Beer =read.csv("Beer.csv") -- Imported the dataset Beer

attach(Beer)                      -- attached Beer

plot(calories,alcohol)          -- plotted calories and alcohol on the X and Y axis respectively

Figure 4-1

After coding the scatterplot, we will now create a trendline through the data using this code:

fit =lm(alcohol~calories, data=Beer)

This defines the linear model as you can see in the workspace

Figure 4-2

Next is the lines function, which places a line through the points as shown in Figure 4-3 below. The $ references the variable to the given data set and fitted formats the line.The code is as follows:  

lines(Beer$calories, fitted(fit), col="orange")

Figure 4-3

You can even use the abline function to place a vertical line of slope(written as v) through the data. The code is as follows:

NOTE: A horizontal line can also be created by using h(for horizontal) rather than v(for vertical).

abline(v=110, col="blue")

Figure 4-4

Time Series in R

Lets say that each unit of a product represents 1 dollar. We want to see(graphically) how the increase in money corresponds to the passing of years.

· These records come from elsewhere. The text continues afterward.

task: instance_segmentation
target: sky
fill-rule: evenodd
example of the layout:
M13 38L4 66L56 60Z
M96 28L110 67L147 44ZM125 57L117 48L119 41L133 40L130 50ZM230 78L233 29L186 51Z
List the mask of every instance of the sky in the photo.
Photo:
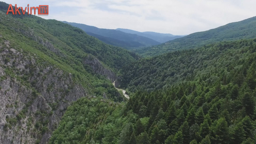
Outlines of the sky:
M40 17L93 26L186 35L256 16L255 0L8 0L49 5Z

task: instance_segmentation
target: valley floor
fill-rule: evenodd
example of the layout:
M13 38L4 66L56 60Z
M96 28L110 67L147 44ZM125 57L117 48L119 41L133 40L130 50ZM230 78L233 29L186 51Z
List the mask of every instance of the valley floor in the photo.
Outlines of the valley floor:
M113 82L113 83L112 83L112 84L113 84L113 85L114 85L114 86L115 86L115 82L116 82L116 81L114 81L114 82ZM125 90L123 90L123 89L120 89L120 88L116 88L115 87L115 88L116 88L116 89L118 91L119 91L119 90L122 90L122 92L123 92L123 94L124 94L124 96L125 96L125 97L126 97L126 98L127 98L128 99L129 99L129 98L129 98L129 96L128 96L128 95L127 94L126 94L125 93L125 92L126 92L126 91L125 91Z

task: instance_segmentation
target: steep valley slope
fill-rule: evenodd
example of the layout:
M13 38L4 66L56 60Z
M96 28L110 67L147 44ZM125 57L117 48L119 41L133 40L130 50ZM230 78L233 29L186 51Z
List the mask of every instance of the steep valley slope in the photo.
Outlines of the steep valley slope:
M0 2L0 143L47 143L79 98L125 100L112 82L137 56L60 22L6 15L8 6Z

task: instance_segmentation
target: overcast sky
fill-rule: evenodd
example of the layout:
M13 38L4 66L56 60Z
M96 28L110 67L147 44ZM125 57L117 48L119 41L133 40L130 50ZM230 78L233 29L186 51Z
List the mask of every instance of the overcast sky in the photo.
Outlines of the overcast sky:
M19 7L48 5L54 19L99 28L175 35L208 30L256 16L255 0L8 0Z

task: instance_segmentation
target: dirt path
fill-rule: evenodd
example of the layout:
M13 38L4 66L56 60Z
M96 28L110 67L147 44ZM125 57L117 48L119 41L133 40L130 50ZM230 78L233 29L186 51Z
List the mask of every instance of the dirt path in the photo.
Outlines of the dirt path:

A printed time series is displayed in the workspace.

Figure 4-5

Since the variable we would like to view is Money, we will define it in the following code:

money =ts(cumsum(1+round(rnorm(100), 2)), start = c(2000, 7), frequency = 12)

Where the 1 is the x axis multiplied by itself (each # times that digit) 100 represents the max value on the y axis, 2 is the starting value on the y axis, 2000 is the starting year on the x axis, 7 is the number of years and 12 is the frequency.

This will generate a money field in the workspace displaying the time series of [100].

Figure 4-6

Once the time series has been defined you can plot the graph by using the plot function:

plot(money)...or in this case plot(money, col="purple") to change the line color to purple.

Figure 4-7

If you would like a more drastic skew in order to get a better visual of data fluctuations, you may alter the money function so that the data is depicting either a shorter timeframe or a smaller amount of money as shown in Figure 4-8 below.

Figure 4-8

Missing Values in R

R identifies unknown numbers(missing values) by the abbreviation NA. In order to demonstrate how R reads data with missing values, we will create two variables: x1 and x2 

Each variable below is known as a Vector

x1 = c(1, 4, 3, NA, 7)                      -- Numeric Vector                                       

x2 = c("A", "B", NA, "NA")             -- Character Vector

Notice that R knew to label each value as Numeric and Character in Figure 4-9 below

Figure 4-9

To better determine which values are missing in a given vector, we will use the is.na function.The missing values will show up as TRUE whereas the non-missing values will be labeled as FALSE.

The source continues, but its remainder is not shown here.